Paul closed his eyes, even the beauty of the wormholes now becoming a distraction to him. He recalled his grandfather Jim, whose pride and joy was his council garden. Unlike his neighbors, Granddad Jim did not grow vegetables on his little patch of land. Instead he bred roses, and the bane of his life was spider mites, tiny reddish creatures that spun their webs beneath the rose leaves and merrily wreaked havoc on his blooms. According to Granddad Jim, spider mites could be found almost everywhere in the world. They were hitchhikers, floating on wind currents to find new plants to colonize. They were also able to detect the coming of winter, which caused their systems to enter a period of dormancy called diapause, from which they emerged only when the weather improved. Paul had a vague memory of certain spiders being able to do something similar, and mud-dwelling fish too, shutting down their systems in order to survive the most inhospitable conditions.

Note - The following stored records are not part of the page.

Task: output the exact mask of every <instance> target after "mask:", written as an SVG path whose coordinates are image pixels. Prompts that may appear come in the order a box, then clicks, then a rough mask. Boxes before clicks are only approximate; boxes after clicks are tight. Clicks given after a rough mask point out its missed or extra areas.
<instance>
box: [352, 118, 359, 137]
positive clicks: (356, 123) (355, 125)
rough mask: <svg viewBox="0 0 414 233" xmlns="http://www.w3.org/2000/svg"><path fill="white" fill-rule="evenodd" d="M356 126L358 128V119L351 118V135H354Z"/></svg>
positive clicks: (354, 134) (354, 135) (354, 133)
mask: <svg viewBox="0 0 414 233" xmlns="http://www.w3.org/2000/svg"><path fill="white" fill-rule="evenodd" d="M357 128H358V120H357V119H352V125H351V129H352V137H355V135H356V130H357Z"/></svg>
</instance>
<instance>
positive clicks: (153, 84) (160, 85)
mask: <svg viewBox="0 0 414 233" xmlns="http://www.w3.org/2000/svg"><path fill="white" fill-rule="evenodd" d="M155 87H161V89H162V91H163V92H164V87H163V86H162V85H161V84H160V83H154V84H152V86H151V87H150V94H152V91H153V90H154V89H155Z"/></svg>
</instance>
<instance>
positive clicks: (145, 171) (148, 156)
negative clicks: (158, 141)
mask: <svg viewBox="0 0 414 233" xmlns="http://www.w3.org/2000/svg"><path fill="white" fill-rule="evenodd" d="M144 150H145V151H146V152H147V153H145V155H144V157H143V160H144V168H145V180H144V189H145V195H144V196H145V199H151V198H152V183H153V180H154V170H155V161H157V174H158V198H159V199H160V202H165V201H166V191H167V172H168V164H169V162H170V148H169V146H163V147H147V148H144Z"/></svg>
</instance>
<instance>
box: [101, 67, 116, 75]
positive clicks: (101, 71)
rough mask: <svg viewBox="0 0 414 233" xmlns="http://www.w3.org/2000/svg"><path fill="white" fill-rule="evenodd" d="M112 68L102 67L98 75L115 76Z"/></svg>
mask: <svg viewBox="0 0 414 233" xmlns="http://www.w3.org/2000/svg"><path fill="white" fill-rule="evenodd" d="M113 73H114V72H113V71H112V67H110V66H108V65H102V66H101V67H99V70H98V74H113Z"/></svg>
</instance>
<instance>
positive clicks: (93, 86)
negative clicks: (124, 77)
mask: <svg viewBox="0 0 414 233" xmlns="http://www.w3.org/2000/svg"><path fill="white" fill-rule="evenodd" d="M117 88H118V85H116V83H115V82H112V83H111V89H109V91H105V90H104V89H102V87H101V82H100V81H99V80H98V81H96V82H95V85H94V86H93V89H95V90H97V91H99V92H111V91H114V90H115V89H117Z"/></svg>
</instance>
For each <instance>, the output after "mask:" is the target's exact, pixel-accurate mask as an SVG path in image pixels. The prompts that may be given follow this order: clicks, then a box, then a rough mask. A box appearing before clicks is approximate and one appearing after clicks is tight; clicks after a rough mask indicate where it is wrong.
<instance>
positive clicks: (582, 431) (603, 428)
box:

From this, Paul made another mental leap. Before the coming of the Illyri, and the subject races that fought for them, most human scientific speculation had centered on the likelihood of the first alien life being discovered in the form of microbes. He had a strong memory of a dispute arising over a fragment of meteor in which microscopic filaments had been found, with the scientist responsible for its discovery arguing that they represented some form of extraterrestrial life, now long dead.
But what if—and there were those words again—a similar life-form were capable of surviving in space, semidormant but somehow aware, storing the details of its travels through the universe, information that could later be retrieved? Was such a thing even possible? How could a primitive organism retain such knowledge?
A primitive life-form could not, but an advanced extraterrestrial life-form could, perhaps the kind that could also latch on to an Illyri brain stem and experience the outside world through the responses of its host.
Paul opened his eyes. Rizzo stood before him.
“Are you okay?” she asked.
“Yes. No. Possibly.”
Rizzo cocked an eyebrow at him.
“Are you sure you should be in charge?”
“Yes. No. Possibly. What is it?”
“We’ve arrived at the first wormhole.”